A blogging buddy, Joe Janish, writes, "Jeremy Reed was thrown out by several feet in the third inning after a Castillo single. Watching the replay, third-base coach Razor Shines was giving Reed the green light by circling his left arm as Reed approached third base. However, as Reed was rounding third (with his head down, something you do as a runner to make sure you touch the bag), Shines put up a stop sign with that same left arm, which Reed ran right through. Keith Hernandez commented that Reed “had plenty of time to stop”. I disagree.
A third base coach has to decide whether or not to send the runner BEFORE the runner hits the 3B bag. If he’s going to wait longer, then the coach has to position himself further down the third-base line, toward home plate, at an angle where both he can see the ball being handled by the outfielder and the runner can see him clearly as he rounds the bag. If Shines were in the proper position, then he can put up the stop sign “late”. But, Shines was at the edge of the 3B coaching box, and not in a good position to put up a late stop sign. What compounded the issue was that he used his same left hand to give the “stop” sign, which could have been construed as a continuance of the “go” sign.
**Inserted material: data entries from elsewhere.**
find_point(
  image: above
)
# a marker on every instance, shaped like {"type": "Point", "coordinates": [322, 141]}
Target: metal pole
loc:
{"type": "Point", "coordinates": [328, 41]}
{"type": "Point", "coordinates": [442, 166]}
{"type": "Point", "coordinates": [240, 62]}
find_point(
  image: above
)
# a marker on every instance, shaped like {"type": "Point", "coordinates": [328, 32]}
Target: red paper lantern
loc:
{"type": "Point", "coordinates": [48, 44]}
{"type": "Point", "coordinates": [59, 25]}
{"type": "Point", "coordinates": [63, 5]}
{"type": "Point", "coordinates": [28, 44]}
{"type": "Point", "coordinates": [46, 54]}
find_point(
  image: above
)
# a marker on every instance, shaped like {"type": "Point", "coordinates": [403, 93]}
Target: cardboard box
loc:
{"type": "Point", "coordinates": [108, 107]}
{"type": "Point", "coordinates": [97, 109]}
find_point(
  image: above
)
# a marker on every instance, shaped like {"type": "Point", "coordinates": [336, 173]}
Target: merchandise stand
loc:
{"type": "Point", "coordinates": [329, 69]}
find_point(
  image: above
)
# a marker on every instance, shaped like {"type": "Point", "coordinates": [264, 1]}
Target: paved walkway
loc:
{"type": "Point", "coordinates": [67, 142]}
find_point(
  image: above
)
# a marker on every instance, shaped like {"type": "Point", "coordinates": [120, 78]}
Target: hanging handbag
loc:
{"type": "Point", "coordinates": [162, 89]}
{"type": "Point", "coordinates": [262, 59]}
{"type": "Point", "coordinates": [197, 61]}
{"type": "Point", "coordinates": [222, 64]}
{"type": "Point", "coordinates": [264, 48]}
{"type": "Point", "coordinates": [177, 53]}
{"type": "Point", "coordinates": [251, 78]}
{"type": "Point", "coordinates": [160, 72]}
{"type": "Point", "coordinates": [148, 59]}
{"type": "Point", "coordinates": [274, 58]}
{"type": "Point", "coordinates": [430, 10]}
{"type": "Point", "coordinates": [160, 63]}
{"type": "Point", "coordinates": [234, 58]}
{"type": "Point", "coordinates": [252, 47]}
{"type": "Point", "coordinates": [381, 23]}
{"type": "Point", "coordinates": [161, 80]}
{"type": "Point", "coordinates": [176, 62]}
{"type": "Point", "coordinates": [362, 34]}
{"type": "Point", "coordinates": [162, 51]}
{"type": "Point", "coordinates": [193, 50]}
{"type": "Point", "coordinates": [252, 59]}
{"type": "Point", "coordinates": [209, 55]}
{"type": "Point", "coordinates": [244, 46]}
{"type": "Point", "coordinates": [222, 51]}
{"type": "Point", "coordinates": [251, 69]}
When as a coach you want the runner to put the brakes on, you put BOTH hands up, high over your head, using forceful, obvious body language. Again, fundamentals."
I totally agree, Mr. Janish. More so, don't you feel like Razor Shines wishes he had a case of the "runs?" No runs for him; alot for John Maine and Carlos Beltran though.
In all seriousness, it seems as if every time a ball is hit to the outfield with a runner on second, Shines makes it his doody (misspelled in honor of the tummy aches) to bring the runner around third without hesitation. Close play with Sheffield running? Send him. Ball coming in from the outfield while Castro pulls into third? Send him. Crazy man standing at the plate with large rifle waiting to gun down the next Met runner who attempts to score? Send him.
Yeah, nothing stops Shines from giving the ol' wave. And that's when I thought it would be a good idea to introduce Razor to a couple of buddies of mine who have similiar (hard working) jobs who may be a positive influence on the aggressive third base coach...
The Local Crossing Guard:
The Official Caution Flag Waver:
An awfully tattooed Snail who likes to show his Met love:
So Razor if your reading this and not paying full attention to the ever-so-subtle hints I've been dropping (because your too busy polishing your 12 championship rings, who even knew?) then maybe it's time you take this sign to the game and wave it as the next runner comes around third to say hi...
Invite him for some coffee, let him stay awhile, because who knows...he might actually score afterward.